En Lituanie, 70 des 141 députés sont désignés à la proportionnelle mais 71 sont élus selon un scrutin majoritaire à deux tours. Seulement 3 députés ont été élus directement au 1er tour.
Lors du premier tour, les conservateurs dirigés par l'ancien Premier ministre Andrius Kubilius ont obtenu 19,72% des suffrages exprimés et gagné 18 sièges. Selon les sondages, ils pourraient en définitive en obtenir une cinquantaine, le double de ce qu'ils possèdent aujourd'hui au parlement, notamment grâce à un électorat fidèle et une campagne électorale centrée sur les réformes économiques et les valeurs familiales traditionnelles.
L'argument des réformes est porteur car l'économie lituanienne traverse des perturbations depuis le début de l'année et commence à subir les contrecoups de la crise financière mondiale.
Les prix de l'énergie devraient grimper dans les prochains mois. Le chômage augmente également. La banque centrale a récemment publié des prévisions à la baisse et table pour l'année 2009 sur une croissance de seulement 1,2% et un taux d'inflation de 6,9%.
Le premier tour des élections a été également marqué par la déroute des sociaux-démocrates au pouvoir depuis 2001. Le parti LSDP du Premier ministre sortant Gediminas Kirkilas n'était arrivé qu'en quatrième position (11,72% des voix et 11 sièges) dernière le surprenant Parti de la résurrection nationale et le parti populiste Ordre et Justice (12,68% et 11 sièges) de l'ancien président Rolandas Paksas, destitué en 2004 pour une affaire de corruption.
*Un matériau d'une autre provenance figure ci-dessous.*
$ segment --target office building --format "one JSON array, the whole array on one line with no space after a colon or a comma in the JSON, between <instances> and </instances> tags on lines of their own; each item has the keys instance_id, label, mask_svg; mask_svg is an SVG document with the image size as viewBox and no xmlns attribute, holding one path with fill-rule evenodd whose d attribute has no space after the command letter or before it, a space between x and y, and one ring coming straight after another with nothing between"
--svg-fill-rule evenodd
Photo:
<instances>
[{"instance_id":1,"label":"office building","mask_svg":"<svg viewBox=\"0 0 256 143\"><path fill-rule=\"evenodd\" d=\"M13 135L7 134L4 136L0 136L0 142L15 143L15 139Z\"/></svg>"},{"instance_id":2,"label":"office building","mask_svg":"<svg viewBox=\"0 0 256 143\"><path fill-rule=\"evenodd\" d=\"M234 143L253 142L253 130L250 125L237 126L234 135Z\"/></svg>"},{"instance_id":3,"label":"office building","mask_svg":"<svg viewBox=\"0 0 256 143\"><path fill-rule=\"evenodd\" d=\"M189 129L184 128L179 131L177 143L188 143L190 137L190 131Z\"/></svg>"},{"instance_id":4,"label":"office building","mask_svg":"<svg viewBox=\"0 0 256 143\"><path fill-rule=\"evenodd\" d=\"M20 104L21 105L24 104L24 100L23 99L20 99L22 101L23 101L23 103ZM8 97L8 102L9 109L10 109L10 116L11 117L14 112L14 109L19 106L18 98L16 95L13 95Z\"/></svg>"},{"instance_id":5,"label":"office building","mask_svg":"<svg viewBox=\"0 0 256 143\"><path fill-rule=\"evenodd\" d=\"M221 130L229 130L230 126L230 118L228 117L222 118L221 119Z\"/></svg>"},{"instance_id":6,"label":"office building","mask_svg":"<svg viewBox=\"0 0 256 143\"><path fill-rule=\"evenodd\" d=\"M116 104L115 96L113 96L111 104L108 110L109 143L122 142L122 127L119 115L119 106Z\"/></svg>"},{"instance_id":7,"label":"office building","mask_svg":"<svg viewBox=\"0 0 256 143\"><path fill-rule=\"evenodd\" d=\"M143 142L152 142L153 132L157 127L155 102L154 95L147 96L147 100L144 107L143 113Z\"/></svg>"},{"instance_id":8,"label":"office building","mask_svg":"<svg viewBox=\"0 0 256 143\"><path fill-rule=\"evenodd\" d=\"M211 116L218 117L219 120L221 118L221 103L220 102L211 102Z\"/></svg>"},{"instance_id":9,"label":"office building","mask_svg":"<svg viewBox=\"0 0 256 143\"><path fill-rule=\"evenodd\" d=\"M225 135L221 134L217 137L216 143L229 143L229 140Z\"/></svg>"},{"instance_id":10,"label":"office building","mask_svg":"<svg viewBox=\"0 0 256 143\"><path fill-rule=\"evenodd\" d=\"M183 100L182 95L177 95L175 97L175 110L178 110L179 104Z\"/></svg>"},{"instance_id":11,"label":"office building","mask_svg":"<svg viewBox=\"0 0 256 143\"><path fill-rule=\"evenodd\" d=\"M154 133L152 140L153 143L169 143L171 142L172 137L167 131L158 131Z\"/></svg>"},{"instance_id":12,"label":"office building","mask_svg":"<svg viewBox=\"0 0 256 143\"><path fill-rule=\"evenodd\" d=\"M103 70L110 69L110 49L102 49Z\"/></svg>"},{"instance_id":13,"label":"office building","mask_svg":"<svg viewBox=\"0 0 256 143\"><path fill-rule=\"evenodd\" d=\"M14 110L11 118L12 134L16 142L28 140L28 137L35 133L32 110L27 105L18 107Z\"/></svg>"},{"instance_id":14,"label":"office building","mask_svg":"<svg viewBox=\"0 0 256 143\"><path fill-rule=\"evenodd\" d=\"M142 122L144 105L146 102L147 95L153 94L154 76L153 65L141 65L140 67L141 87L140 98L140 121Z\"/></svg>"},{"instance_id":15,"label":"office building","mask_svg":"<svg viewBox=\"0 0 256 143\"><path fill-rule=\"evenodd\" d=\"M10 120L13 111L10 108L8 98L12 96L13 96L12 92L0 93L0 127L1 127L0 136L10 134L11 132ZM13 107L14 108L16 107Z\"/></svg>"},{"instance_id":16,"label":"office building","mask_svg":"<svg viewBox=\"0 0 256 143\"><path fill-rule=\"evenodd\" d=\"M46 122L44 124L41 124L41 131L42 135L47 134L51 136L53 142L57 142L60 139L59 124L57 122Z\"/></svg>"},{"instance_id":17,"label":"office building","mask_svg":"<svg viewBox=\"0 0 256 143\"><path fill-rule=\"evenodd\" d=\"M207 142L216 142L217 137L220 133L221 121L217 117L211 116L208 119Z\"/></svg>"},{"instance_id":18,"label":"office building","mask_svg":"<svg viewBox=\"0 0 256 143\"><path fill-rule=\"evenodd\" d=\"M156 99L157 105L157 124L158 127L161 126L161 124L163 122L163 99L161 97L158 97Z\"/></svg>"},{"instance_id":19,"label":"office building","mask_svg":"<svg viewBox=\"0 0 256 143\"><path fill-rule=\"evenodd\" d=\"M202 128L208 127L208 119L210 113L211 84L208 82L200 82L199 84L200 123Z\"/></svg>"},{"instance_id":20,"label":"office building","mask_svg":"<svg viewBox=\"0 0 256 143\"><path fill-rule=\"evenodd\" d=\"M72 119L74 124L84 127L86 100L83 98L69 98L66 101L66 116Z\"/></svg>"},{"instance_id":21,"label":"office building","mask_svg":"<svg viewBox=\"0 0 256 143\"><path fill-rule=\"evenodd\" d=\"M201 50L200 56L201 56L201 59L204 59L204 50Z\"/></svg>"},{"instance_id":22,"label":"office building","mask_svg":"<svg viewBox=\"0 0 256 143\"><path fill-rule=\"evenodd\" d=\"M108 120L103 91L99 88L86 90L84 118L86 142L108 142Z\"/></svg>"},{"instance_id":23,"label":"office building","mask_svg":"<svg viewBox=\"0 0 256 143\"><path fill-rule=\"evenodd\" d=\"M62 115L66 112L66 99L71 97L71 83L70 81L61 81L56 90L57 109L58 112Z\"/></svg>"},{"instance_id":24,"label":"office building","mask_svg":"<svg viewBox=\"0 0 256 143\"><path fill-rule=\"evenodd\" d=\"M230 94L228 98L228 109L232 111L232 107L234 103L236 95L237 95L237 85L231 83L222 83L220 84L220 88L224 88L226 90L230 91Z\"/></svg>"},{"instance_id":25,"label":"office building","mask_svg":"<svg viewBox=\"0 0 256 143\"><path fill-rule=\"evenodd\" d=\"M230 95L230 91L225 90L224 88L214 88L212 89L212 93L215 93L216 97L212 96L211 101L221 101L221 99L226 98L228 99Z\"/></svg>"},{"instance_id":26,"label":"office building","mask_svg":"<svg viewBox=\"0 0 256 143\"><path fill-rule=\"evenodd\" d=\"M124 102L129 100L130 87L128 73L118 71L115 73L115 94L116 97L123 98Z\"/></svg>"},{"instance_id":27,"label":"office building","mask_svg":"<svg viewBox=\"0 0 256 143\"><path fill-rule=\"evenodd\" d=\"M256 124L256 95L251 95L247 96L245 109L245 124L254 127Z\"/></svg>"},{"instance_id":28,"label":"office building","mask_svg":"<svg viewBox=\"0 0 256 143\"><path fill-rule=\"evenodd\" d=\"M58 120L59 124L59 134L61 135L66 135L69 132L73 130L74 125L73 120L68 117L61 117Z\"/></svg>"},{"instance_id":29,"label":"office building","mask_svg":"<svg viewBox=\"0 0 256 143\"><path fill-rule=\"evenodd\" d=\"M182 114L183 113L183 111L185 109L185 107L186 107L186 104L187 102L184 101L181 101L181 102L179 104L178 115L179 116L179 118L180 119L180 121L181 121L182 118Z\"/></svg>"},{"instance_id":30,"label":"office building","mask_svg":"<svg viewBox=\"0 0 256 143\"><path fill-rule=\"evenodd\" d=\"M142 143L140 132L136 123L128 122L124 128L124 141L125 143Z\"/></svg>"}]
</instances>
Mais même si les conservateurs remportent, ils seront encore loin de la majorité absolue au parlement monocaméral.
Comme depuis le retour de la Lituanie à l'indépendance en 1991, c'est une coalition de plusieurs partis qui formera le nouveau gouvernement.
Le nouveau venu sur la scène politique, Parti de la résurrection nationale pourra y jouera un rôle-clé. Emmené par Arunas Valinskas, producteur d'émissions de téléréalité et animateur de l'équivalent lituanien de "Qui veut gagner des millions?", le parti a causé une véritable surprise du premier tour en arrivant en seconde position avec 15,09% des suffrages et 13 sièges.
Présenté par des analystes comme une formation sans l'idéologie ni programme, il dispose d'une liberté totale pour rejoindre tous les camp politiques.
Créé au printemps, le Parti de la résurrection nationale, qui entend réhabiliter la politique et le respect de l'état de droit, a attiré de nombreux électeurs protestataires.
Dès le premier tour, des discussions ont été entamées entre les conservateurs, le Parti de la résurrection nationale et les libéraux-centristes, menés par l'ancien maire de Vilnius Arturas Zuokas.
Les analystes parient sur cette configuration, en estimant qu'elle pourrait détenir 80 sièges au parlement. Mais elle pourrait être provisoire.
Dans six mois, les Lituaniens devront élire leur nouveau président. Le gouvernement sera alors obliger de démissionner, et le nouveau chef du gouvernement pourrait être de la même orientation politique que le futur président.